An Abbotsford educator recently left for Uganda, where she will teach former child soldiers and children who have been orphaned by war.

Amy Schmidt made a music video with Ugandan children during her first trip there.

Amy Schmidt made a music video with Ugandan children during her first trip there.

An Abbotsford educator recently left for Uganda, where she will teach former child soldiers and children who have been orphaned by war.

Amy Schmidt was already in Uganda last July for six weeks, working with the Lighthouse Primary School, a facility run by the Uganda Jesus Village. It is just outside of Kampala, the largest city in Uganda. Now she will return for a full semester, or four months.

Schmidt’s father had adventures in Africa, and she has made a personal study of the problems in African, and the strife in Uganda in particular.

Children in Northern Uganda are abducted into the Lord’s Resistance Army, a sectarian group which wants to replace the Ugandan government with a theocratic state. The LRA and its leader Joseph Kony have been accused of murder and atrocities against civilians. The LRA has been waging war in the country for 23 years. That, and a rampant AIDS epidemic, has left the country with 2.3 million orphans. Half of the population is under the age of 18.

Schmidt said the 200-or-so orphans at the Lighthouse Primary School have all been affected by war. Some have seen their entire villages relocated, some saw their parents or grandparents murdered, and many were forced to take up arms for the LRA.

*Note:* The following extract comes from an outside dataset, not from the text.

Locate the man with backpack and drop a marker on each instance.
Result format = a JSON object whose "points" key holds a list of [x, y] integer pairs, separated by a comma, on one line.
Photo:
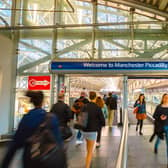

Despite the tragedies they have suffered, Schmidt found the kids to be not so different from the children she teaches in the Abbotsford Public school system. They love to borrow an iPod and listen to music, which is a huge part of their culture, or ham it up for a photo.

“That’s what I was most surprised by – how much they reminded me of normal kids.”

During her first trip there, Schmidt made a music video with Lighthouse kids, and it was soon running on Ugandan television. It can be seen on Youtube by searching “Uganda Just Wanna Dance.” She said it has a simple message: “They should be able to just be kids, and dance and sing.”

She said the work of the Uganda Jesus Village brings hope to the situation. The job of the teachers at Lighthouse is to raise children to be future leaders.

“As a teacher, you always want to inspire,” said Schmidt. “But their story speaks for itself – no matter what has happened to you, don’t let it stop you from being what you are meant to be.”